Le tableau est aussi clair que déchirant
Il avait bu du vin blanc et du whisky pendant la nuit et aussi le matin. « Ça fait quatre ans que je suis au chômage. » Il est au chômage et rien ne va plus. Dépression plutôt sévère, et donc il boit. Il n’avait plus de cigarettes ce matin-là, c’était dans ce contexte, une urgence.
« Il fallait vraiment prendre le scooter ? » lui demande la présidente Mavridorakis. « De toute façon, je ne peux plus le prendre : on me l’a volé », lui répond, à côté, certes, le prévenu rivé sur sa propre dégringolade.

Des conditions de vie ?
Il vivote avec 500 euros mensuels, sur lesquels il doit payer un loyer résiduel de 130 euros. Dans de telles conditions, toute perte matérielle est définitive.
« Je me suis fait voler mes gants, je n’ai pas les moyens d’en racheter d'autres. » Dans de telles conditions, les achats de toxiques, alcool et cigarettes, sont prioritaires, parce que sans doute la descente est moins douloureuse, même si en réalité ça l’aggrave. Inutile d’en appeler à la raison, un homme qui se débat parce qu’il sombre ne dispose pas de toutes ses ressources.
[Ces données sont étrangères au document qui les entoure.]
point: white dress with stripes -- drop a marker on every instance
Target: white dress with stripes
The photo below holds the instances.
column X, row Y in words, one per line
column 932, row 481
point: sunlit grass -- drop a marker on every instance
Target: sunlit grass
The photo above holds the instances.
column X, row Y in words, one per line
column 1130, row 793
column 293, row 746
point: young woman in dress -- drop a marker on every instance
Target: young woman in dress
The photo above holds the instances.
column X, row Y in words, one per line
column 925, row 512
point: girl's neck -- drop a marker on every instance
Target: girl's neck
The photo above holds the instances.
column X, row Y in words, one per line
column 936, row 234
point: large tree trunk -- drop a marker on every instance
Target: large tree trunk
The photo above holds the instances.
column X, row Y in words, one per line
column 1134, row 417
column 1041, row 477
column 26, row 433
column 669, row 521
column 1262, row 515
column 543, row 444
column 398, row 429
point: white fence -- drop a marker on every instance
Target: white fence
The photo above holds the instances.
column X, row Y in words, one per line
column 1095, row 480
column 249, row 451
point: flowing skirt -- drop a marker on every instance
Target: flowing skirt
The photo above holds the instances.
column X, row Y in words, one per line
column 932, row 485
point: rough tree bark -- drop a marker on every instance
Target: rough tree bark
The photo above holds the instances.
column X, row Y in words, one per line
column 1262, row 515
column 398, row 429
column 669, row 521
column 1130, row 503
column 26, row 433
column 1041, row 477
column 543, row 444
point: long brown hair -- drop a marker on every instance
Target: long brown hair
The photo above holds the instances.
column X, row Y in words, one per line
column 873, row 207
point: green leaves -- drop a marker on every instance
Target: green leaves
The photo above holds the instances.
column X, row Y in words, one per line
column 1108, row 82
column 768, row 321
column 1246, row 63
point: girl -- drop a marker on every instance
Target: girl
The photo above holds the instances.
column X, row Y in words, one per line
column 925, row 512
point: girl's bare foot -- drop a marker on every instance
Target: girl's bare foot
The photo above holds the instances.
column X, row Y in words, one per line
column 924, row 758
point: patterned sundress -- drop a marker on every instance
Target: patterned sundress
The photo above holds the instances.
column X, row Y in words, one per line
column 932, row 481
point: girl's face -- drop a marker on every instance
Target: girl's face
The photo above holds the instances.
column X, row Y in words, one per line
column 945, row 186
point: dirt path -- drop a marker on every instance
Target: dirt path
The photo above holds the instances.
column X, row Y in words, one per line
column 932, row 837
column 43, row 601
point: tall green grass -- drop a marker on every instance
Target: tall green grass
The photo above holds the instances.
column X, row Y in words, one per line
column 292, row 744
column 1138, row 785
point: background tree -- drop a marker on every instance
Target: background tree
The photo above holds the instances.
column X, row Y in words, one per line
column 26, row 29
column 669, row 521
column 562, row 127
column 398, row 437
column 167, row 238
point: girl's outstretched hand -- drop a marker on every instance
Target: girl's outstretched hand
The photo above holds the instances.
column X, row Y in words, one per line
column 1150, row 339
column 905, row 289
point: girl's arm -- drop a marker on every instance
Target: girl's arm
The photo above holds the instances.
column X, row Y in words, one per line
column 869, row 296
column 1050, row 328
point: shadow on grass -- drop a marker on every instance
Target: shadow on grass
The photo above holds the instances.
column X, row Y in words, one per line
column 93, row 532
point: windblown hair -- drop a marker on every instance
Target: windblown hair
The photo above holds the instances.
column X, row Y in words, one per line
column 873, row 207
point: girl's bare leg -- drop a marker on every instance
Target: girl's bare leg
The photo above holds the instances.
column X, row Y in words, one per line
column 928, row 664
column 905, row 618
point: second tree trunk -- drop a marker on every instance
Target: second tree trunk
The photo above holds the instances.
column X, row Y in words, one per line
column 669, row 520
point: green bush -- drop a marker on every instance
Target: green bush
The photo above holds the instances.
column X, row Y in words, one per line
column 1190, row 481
Un drame, il y a une vingtaine d’années
D’autant que les siennes se sont usées au fil du temps. Il avait fait une cure de sevrage « il y a une vingtaine d'années ». Pourquoi ? Parce qu’il buvait déjà et qu’il avait commis un homicide involontaire au volant, sous l’empire de l’alcool. La condamnation judiciaire est réhabilitée de plein droit, mais lui, il n’a jamais repassé son permis, « à cause de l’accident ».
Et puis il s’est remis à boire, et puis il dit suivre des soins chez un médecin addictologue depuis 4 mois. Sauf qu’il voit le médecin une fois par mois… une fois par mois !... Le médecin lui prescrit du Seresta, alors il prend du Seresta. Et est-ce que ça va mieux ? Le tribunal ne lui pose pas la question.

Quelle leçon ?
« Vous avez tué quelqu’un et ça ne vous a pas servi de leçon » lui dit la présidente. Quelle leçon ? Il ne roule plus jamais au volant d’une voiture. Il a fait une cure. Il s’est remis à boire. Quelle leçon, quand on est aux prises avec une telle addiction ?
Quelle leçon, quand, crevant sous la charge dépressive, se ruinant jour et nuit, appréhendant de devoir de nouveau comparaître, on va demander de l’aide, et que l’aide c’est une ordonnance de Seresta ? Il y a un vrai problème de santé. On manque de médecins, on manque de psys dans les CMP, alors on médicamente et ça change quoi ?

« Un manque d’investissement lié sans doute à sa dépression »
Charles Prost, vice-procureur, regrette que le prévenu n’ait pas apporté de documents prouvant son suivi, relève « un manque d’investissement lié sans doute à sa dépression ».
Il requiert la peine de 1 an de prison assorti d’un sursis probatoire pendant 2 ans, obligation de soins en addictologie et deux amendes de 150 et 100 euros.

2 ans sous main de justice, 302 euros d’amendes et de droits de procédure
Le tribunal déclare ce malheureux, coupable, et le condamne à la peine de 9 mois de prison entièrement assortis d’un sursis probatoire pendant 2 ans, avec une obligation de soins. Deux amendes de 100 et 75 euros. Le tribunal voulait les assortir d’un sursis mais ça n’est pas possible.
Donc 175 euros d’amende et en sus les frais obligatoires de procédure* (si on les paie dans le mois, le trésor public vous fait une ristourne de 20%, mais lui il n’a pas les moyens, clairement, de s’acquitter de tout dans les 30 jours, aussi la juge lui conseille-t-elle de demander un échelonnement.)
« Le tribunal a minoré les montants des amendes, tenant compte de votre situation précaire. » « Précaire » est un euphémisme : quand on vivote avec 470 euros par mois, on est pauvre.